— Сволочи! Эй, вы! Сволочи, говорю, все вы! Думаете, что очень вы честные, святые. Как же… Может, вы и мужние жены, да распутнее, чем я. А ребенок мой и совсем ни при чем. Что он вам встал поперек горла? Не хуже он ваших. Неужели я молчать буду, если за ним ухода не будет? Я им, этим толстомясым, все выскажу, все стребую. Тут они для нас, для ребят, а не мы для них. Вот что! Ты, — повернулась она к одной из кормящих, — почему ты не спросишь, отчего он у тебя все скулит, жалуется? Возьми их за бока. Отчего, мол, эдакое? Доктора требуй. Да я тебе и без доктора скажу — молока ему твоего мало, голодный он. Тоже мать, не поймешь. Вот, смотри-ка, — и, приподняв свою грудь, брызнула молоком: — вот! У меня не заплачет, — и вдруг замолчала, чувствуя, как кровь горячей волной заливает все лицо.
Глаза всех были устремлены на татуировку, выступавшую синими буквами на белой коже груди, как клеимо лагеря.
— Ну! — но в голосе уже не было прежнего задора, торжества. — Чего уставились? Не видели? С кем дури не бывает. Девчонкой еще была, ну, с большого ума и сделала.

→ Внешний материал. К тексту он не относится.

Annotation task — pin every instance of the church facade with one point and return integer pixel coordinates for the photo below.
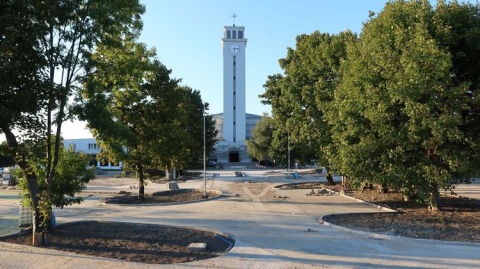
(234, 125)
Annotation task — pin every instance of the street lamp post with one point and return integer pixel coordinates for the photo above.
(205, 195)
(288, 149)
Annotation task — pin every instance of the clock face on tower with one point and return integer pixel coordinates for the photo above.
(234, 49)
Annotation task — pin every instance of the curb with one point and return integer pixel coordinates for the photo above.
(219, 195)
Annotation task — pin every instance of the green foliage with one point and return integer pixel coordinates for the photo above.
(140, 115)
(397, 106)
(45, 48)
(70, 178)
(260, 145)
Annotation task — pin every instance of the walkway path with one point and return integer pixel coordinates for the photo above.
(271, 232)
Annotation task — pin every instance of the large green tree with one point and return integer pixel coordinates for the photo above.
(399, 117)
(48, 43)
(301, 97)
(139, 115)
(260, 145)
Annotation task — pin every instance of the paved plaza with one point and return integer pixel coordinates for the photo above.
(270, 232)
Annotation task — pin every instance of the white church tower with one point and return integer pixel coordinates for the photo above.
(234, 125)
(234, 44)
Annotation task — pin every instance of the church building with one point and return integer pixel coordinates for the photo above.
(234, 125)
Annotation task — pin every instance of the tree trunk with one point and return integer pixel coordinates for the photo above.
(329, 177)
(141, 183)
(384, 188)
(434, 201)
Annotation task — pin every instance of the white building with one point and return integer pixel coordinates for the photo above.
(234, 125)
(89, 146)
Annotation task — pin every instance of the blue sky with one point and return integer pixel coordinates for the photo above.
(187, 35)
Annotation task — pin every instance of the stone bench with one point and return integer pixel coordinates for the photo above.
(239, 174)
(237, 168)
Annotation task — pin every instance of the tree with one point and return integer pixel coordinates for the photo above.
(398, 117)
(260, 145)
(71, 176)
(140, 115)
(304, 94)
(48, 43)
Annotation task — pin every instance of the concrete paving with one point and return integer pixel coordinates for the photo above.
(270, 232)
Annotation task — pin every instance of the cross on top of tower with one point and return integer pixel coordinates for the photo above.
(234, 16)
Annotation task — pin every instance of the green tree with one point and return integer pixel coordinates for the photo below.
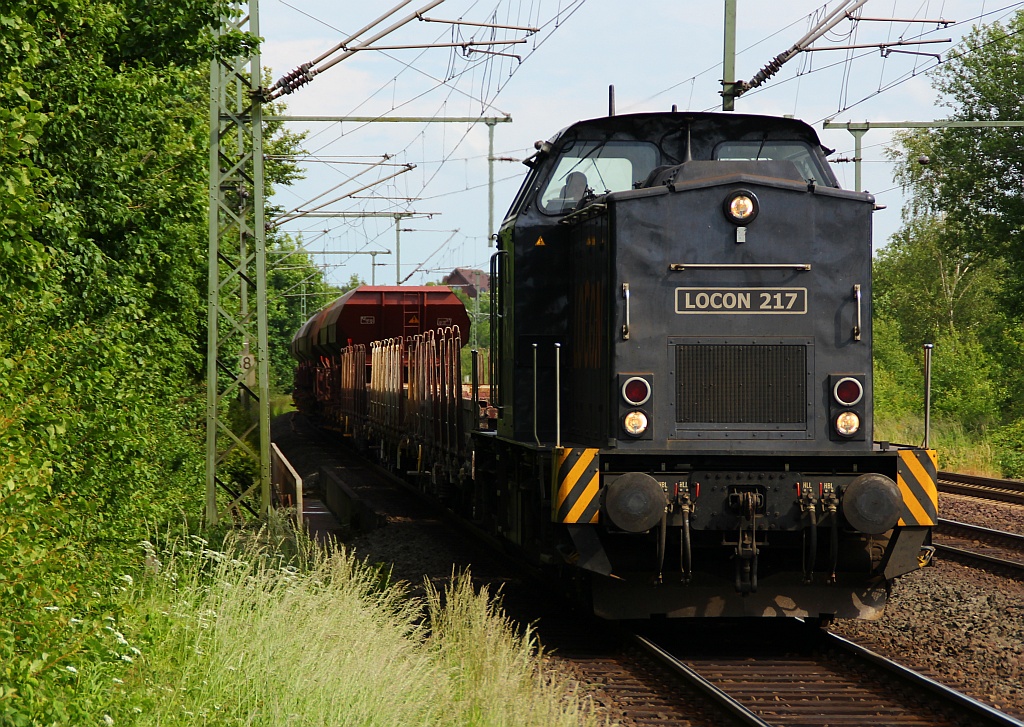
(976, 175)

И хотя опять вспыхнула злость, но замолчала. Уходя, остановилась в дверях, высокая, статная, со странно изменившимся, осунувшимся лицом. Посмотрела на притихших женщин и свистящим шепотом, в котором было страдание, сказала:
— Думаете, если у человека что-то наколото, так уж он и совсем пропащий. Эх вы, куриные мозги! Посадить бы вас в мою жизнь, так у вас и не то бы было.

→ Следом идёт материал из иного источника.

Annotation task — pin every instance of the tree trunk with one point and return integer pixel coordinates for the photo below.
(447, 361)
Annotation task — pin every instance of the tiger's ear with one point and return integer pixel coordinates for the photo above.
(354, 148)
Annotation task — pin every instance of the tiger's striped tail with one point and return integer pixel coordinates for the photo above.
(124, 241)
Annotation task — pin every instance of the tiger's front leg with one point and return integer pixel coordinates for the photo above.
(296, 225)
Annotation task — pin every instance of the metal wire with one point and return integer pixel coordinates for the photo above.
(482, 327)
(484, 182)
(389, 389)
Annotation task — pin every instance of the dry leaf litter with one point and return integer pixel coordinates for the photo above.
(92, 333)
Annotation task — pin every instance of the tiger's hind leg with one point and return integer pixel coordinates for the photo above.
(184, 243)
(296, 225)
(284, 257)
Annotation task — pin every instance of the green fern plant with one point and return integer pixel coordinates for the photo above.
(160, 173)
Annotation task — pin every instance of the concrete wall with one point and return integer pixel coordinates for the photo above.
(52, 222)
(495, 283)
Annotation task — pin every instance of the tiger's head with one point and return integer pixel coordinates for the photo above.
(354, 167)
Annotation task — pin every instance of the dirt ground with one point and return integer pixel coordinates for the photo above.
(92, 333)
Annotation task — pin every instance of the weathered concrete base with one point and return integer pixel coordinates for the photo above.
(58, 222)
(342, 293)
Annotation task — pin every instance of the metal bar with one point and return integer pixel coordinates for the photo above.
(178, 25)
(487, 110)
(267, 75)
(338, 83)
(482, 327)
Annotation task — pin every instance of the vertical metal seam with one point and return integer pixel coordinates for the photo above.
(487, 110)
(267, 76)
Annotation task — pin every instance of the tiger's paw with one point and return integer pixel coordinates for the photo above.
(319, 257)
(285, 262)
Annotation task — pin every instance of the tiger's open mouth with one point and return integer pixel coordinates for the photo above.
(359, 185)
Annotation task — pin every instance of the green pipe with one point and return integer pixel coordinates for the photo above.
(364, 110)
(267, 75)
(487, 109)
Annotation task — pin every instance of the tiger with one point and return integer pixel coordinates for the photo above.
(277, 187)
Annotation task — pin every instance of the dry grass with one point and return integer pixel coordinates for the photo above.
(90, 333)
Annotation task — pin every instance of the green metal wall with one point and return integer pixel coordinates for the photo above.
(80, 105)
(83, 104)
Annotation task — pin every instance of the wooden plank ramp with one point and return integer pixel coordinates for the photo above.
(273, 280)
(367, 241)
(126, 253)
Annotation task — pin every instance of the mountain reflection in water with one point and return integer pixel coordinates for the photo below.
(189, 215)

Даже не закрыла дверь, бежала, чтобы не думать, и все-таки думалось, что как ни поверни, а все выходит, что она хуже других.
Вечером не пошла в ясли: «Нечего эту канитель тянуть. Не выбросят. Пусть делают, что хотят».

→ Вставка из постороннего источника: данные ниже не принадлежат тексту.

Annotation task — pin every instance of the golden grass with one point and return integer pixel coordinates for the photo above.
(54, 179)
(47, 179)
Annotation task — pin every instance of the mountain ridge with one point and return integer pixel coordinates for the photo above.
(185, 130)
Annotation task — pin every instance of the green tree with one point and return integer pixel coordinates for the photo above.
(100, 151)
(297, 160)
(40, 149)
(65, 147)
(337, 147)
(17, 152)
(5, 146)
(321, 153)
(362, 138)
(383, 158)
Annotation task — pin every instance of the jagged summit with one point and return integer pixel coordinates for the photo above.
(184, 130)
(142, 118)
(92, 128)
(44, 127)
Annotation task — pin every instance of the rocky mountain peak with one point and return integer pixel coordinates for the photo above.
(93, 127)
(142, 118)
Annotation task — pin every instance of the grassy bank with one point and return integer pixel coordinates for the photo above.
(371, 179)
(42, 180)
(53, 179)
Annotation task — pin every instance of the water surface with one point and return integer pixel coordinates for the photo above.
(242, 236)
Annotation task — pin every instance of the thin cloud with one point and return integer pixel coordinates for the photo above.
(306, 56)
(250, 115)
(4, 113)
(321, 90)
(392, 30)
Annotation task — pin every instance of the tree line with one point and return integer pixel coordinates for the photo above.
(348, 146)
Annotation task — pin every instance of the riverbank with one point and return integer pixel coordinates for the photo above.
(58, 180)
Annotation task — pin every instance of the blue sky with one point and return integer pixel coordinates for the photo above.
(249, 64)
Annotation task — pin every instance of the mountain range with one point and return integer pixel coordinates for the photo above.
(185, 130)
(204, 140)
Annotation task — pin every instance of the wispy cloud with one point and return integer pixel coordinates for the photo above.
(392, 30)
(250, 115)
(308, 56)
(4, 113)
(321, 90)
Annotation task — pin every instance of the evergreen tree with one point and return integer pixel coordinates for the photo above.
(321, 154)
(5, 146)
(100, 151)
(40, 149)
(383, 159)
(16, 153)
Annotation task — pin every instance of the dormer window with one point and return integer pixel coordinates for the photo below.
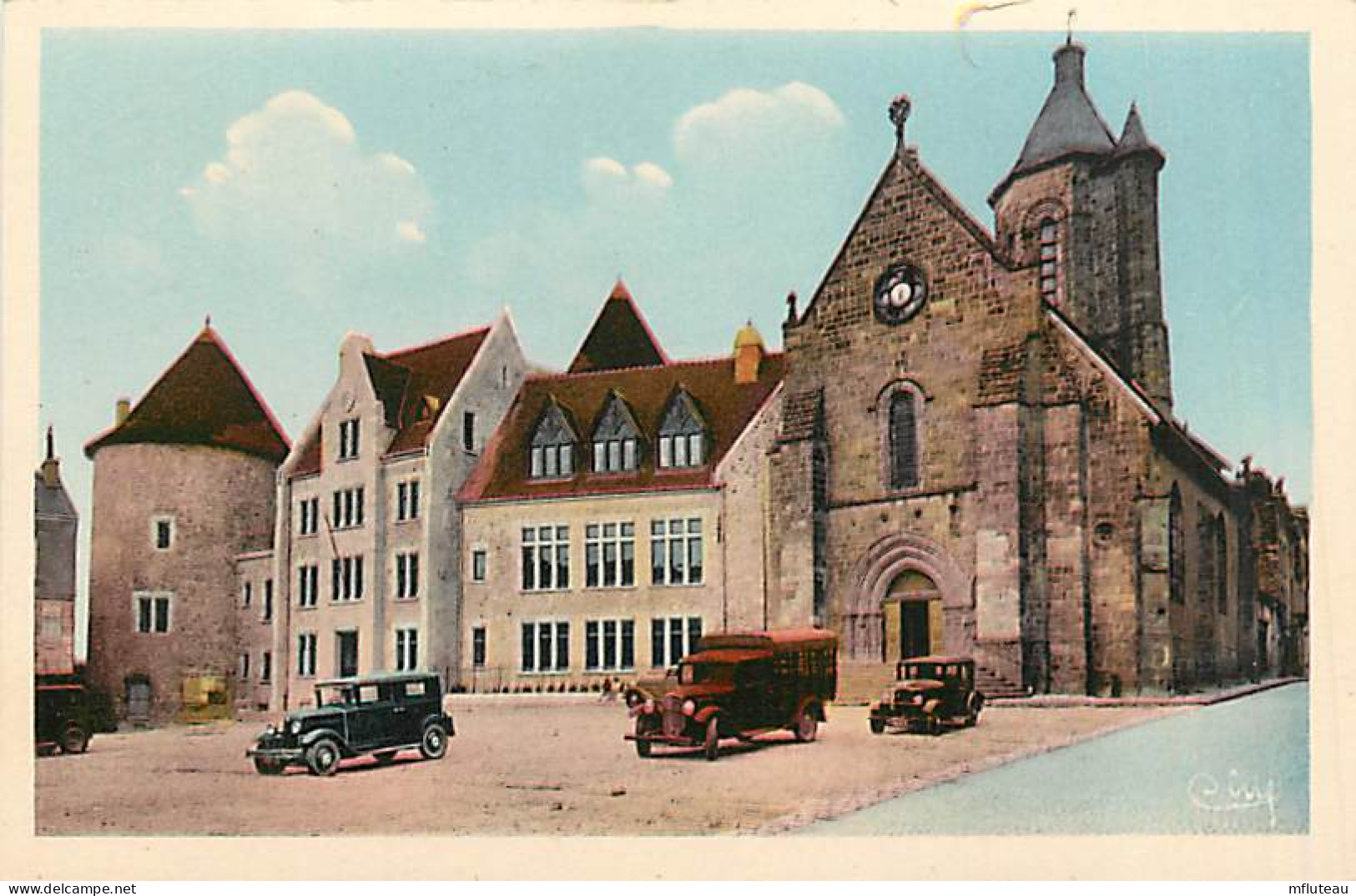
(552, 446)
(616, 440)
(683, 437)
(1048, 259)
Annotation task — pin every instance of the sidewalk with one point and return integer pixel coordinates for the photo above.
(1206, 698)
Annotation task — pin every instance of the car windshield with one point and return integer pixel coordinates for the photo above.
(705, 672)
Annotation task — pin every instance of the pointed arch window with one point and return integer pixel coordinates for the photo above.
(902, 437)
(1048, 234)
(1176, 549)
(683, 434)
(616, 440)
(552, 446)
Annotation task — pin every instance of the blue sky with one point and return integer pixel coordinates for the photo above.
(407, 184)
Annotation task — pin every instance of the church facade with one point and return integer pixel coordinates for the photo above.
(978, 451)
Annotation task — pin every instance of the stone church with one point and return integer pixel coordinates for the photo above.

Было непривычно пусто в ее углу без мягкого, чуть слышного детского посапывания. Не в силах оставаться одна в охватившей ее тоскливой опустошенности, она вышла из дому, шла куда глаза глядят. Было пусто и среди шума и гама трактира, где она оказалась в конце вечера. И с кем? С Кирюшкой! С шальным, назойливым парнем, от которого она не знала, как отвязаться после случайного мимолетного увлечения. Сидела с ним и еще с какими-то полупьяными женщинами, не понимая, зачем это ей надо, пока не показалось, что мелькнуло лицо Степана. Испуганная, она сорвалась с места и не то пьяная, не то разбитая тоской, отчаянием, едва дошла до дома, повторяя: «Ну и пусть, ну и пусть»…
Утром не знала, куда идти: в ясли или на фабрику. И, увидев ясельную сестру, выбежала, едва накинув жакетку, пробежала мимо нее. Обрадовалась, что в яслях уже не было матерей. Кормила, видя, как жадно хватает сын грудь, как захлебывается от голода, ругала себя самыми последними словами.